Kali ini dia benar benar takut jadi buronan, bukannya apa apa dia hanya berfikir di zaman Modern pasti saat ini dia tengah menjadi buronan karna wajahnya terlihat oleh beberapa pasukan militer saat pengejaran, ya masa di zaman ini dia mau jadi buronan juga.
“Tuan kau harus percaya sepertinya ada orang yang berusaha membantumu” ujar Bao Yu.
“Kerajaan Timur telah rata dengan tanah” sahut Tao membuat Azka menganga.
“Hah kok bisa!!” ujar Azka tidak percaya.
“Bukan kah kejadian ini sama persis dengan keluarga Feng, awalnya bunda yang membuat kekacauan lalu orang misterius itu yang membereskannya, aku berani bertaruh jika kejadian ini bukan hanya kebetulan” sahut Xiao Bai yakin dengan pemikirannya.
“Kau ini mengejek ku ya” ujar Azka sedikit meninggikan intonasinya membuat nyali Xiao Bai menciut.
“Aku itu bukannya tidak mau membereskannya, namun otak jenius ku ini menyuruh untuk merampok kediamannya terlebih dahulu baru di hancurkan, kan sayang jika hartanya tidak di ambil, namun manusia misterius sialan itu mendahuluiku” lanjut Azka sambil memaki orang yang membereskan setiap kekacauan yang dia buat.
Xiao bai “…………..”
‘Nona apa kau selalu seperti itu_-’ batin Tao yang sudah pasti di dengar Azka namun dia hanya acuh tidak menjawab.
“Tuan berhenti membuat dirimu terlihat seperti wanita serakah” sahut Bao yu yang merasa Tuannya ini kadang kadang melenceng dari sifat aslinya.

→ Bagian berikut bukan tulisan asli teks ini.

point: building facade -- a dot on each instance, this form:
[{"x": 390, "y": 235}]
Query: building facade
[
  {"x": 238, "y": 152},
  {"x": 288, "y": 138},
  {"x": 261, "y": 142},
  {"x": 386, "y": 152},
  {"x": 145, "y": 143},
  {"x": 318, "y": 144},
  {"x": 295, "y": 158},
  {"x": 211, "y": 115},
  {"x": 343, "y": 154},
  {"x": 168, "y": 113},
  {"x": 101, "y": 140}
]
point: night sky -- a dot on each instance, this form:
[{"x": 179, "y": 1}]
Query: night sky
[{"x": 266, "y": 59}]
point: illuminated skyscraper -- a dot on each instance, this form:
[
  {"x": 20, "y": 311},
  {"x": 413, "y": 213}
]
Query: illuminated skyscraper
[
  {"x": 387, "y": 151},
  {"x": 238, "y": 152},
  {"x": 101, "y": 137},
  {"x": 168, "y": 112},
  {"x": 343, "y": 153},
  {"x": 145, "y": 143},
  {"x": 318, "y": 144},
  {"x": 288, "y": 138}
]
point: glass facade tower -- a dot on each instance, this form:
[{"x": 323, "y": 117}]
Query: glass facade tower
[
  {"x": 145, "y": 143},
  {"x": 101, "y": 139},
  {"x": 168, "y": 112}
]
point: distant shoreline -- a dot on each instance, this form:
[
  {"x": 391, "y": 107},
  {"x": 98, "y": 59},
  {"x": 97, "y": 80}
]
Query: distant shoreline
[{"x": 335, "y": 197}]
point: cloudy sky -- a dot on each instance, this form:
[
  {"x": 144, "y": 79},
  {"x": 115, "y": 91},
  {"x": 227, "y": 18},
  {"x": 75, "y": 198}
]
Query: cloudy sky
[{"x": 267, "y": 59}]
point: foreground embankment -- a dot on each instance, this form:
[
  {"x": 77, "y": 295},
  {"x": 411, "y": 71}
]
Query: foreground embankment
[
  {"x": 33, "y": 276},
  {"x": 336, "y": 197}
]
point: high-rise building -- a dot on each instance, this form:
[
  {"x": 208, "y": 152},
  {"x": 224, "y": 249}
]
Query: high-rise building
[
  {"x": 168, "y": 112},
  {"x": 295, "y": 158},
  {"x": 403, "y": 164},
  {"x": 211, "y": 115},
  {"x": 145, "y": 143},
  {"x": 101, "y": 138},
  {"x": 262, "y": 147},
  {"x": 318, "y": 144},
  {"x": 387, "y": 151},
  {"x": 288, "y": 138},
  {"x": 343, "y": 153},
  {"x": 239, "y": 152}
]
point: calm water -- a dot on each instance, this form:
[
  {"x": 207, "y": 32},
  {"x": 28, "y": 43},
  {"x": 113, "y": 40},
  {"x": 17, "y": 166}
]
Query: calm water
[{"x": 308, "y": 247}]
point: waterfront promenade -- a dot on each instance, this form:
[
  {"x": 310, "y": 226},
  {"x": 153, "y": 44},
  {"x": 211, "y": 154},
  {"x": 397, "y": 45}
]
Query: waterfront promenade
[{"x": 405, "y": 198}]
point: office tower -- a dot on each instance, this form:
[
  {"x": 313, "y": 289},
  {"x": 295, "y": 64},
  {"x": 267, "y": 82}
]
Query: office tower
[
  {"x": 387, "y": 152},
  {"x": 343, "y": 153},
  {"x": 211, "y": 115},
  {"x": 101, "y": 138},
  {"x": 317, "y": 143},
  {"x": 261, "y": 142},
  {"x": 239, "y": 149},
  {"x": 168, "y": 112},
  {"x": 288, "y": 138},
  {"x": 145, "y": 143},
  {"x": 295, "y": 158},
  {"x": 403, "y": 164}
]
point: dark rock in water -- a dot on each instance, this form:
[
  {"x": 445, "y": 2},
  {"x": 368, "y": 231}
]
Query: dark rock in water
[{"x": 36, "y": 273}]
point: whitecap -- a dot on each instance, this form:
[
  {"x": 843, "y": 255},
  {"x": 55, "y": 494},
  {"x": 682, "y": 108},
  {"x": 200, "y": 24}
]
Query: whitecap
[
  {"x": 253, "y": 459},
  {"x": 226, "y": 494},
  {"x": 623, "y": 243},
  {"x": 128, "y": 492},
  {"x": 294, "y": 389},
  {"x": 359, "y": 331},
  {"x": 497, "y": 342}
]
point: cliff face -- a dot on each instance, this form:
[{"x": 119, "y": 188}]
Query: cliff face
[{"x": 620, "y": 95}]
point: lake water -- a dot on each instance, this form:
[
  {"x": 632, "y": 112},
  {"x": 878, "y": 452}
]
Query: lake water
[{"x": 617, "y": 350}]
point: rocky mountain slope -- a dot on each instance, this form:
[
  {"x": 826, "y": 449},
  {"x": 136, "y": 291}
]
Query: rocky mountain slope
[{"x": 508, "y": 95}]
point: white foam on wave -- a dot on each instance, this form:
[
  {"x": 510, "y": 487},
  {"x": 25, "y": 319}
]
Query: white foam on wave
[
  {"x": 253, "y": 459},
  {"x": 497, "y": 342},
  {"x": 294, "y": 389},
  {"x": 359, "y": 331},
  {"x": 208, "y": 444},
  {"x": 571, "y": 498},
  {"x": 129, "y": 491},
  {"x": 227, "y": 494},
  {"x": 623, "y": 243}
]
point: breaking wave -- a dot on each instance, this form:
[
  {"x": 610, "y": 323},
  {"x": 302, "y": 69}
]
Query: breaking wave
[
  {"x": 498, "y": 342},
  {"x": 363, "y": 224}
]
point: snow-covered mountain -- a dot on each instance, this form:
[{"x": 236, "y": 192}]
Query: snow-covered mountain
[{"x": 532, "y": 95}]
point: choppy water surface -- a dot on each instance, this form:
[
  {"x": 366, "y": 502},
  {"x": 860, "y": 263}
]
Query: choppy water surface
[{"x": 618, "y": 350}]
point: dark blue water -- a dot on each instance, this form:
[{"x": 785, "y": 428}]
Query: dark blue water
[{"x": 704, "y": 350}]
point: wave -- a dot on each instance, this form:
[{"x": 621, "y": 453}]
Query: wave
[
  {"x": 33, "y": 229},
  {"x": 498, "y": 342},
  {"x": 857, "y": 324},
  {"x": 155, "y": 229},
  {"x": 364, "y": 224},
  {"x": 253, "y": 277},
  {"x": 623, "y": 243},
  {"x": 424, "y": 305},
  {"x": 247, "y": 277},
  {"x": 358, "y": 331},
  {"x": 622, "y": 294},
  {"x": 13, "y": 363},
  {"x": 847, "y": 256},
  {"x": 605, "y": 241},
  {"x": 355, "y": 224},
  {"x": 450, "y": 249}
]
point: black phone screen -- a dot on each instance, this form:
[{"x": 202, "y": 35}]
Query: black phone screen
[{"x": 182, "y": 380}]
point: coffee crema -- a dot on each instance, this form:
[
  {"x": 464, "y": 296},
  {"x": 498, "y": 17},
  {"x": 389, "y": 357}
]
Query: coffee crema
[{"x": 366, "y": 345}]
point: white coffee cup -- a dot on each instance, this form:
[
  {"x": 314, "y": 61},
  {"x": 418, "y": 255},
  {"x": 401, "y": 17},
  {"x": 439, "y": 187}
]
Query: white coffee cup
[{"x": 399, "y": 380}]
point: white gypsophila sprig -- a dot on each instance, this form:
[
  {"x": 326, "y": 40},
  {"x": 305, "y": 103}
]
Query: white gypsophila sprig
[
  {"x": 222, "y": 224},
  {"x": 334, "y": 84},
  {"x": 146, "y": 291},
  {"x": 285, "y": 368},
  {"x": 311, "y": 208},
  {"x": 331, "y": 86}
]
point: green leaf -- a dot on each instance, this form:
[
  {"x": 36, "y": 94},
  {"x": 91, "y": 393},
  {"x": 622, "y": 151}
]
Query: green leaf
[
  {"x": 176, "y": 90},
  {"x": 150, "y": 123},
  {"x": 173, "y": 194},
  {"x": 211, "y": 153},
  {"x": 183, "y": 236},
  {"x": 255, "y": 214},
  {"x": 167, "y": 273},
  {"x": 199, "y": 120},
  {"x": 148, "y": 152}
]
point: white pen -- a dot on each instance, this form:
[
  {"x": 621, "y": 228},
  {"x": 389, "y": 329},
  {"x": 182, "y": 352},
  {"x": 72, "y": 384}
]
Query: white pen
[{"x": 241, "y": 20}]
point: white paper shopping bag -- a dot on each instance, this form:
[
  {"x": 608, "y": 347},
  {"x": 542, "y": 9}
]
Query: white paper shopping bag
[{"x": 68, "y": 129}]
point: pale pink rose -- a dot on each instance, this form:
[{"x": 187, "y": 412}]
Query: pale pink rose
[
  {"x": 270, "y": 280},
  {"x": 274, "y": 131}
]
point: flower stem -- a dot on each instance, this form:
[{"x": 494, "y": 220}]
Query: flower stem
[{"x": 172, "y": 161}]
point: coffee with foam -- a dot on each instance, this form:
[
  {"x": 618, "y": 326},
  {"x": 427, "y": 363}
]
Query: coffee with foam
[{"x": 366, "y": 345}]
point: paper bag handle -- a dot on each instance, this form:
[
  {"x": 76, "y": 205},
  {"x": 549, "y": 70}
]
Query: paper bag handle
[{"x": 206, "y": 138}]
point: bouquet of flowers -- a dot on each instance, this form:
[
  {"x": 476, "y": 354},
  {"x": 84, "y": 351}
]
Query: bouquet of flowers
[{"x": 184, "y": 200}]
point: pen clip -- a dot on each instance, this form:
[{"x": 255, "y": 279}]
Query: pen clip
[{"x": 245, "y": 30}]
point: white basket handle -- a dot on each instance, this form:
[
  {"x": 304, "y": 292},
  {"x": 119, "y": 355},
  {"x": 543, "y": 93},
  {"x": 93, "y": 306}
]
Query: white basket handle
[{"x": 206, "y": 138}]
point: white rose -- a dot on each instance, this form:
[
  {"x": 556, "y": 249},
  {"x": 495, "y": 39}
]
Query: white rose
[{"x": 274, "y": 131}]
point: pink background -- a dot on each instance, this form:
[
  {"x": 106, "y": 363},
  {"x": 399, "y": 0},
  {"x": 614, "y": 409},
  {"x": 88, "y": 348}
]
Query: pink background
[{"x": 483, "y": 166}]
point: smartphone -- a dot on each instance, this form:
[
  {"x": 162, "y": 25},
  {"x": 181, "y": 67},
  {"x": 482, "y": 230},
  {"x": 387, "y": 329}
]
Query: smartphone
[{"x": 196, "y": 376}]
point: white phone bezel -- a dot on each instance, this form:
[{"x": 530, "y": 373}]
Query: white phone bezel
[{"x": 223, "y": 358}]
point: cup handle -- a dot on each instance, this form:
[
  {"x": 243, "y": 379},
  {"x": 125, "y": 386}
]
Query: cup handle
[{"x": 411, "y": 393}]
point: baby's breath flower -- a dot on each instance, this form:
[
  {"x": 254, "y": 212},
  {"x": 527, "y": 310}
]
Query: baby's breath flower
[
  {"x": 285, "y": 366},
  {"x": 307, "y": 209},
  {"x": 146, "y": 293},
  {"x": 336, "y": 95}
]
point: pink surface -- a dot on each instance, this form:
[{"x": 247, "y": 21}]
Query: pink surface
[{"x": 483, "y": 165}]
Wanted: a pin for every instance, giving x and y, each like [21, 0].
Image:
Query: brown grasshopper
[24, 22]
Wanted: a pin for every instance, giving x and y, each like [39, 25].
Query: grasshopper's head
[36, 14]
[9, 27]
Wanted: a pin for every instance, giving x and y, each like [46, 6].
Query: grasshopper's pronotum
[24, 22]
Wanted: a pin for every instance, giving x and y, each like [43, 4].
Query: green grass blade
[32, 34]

“Memangnya kenapa aku hanya bertindak sesuka ku, jika kalian menganggap ku serakah biarkan saja itukan pemikiran kalian” ujar Azka acuh tak acuh membuat yang lain hanya menggeleng gelengkan kepalanya.
Bao yu sedikit merasa di rugikan disini jika Tuannya di pandang serakah oleh Zhishu ataupun yang lainnya, pasalnya dia tahu persis bagaiman sifat tuannya, Azka adalah sosok yang tidak begitu memperdulikan harta maupun penampilan, entahlah mungkin kali ini dia sedang ingin mengalihkan perhatiannya dari masalah utamanya.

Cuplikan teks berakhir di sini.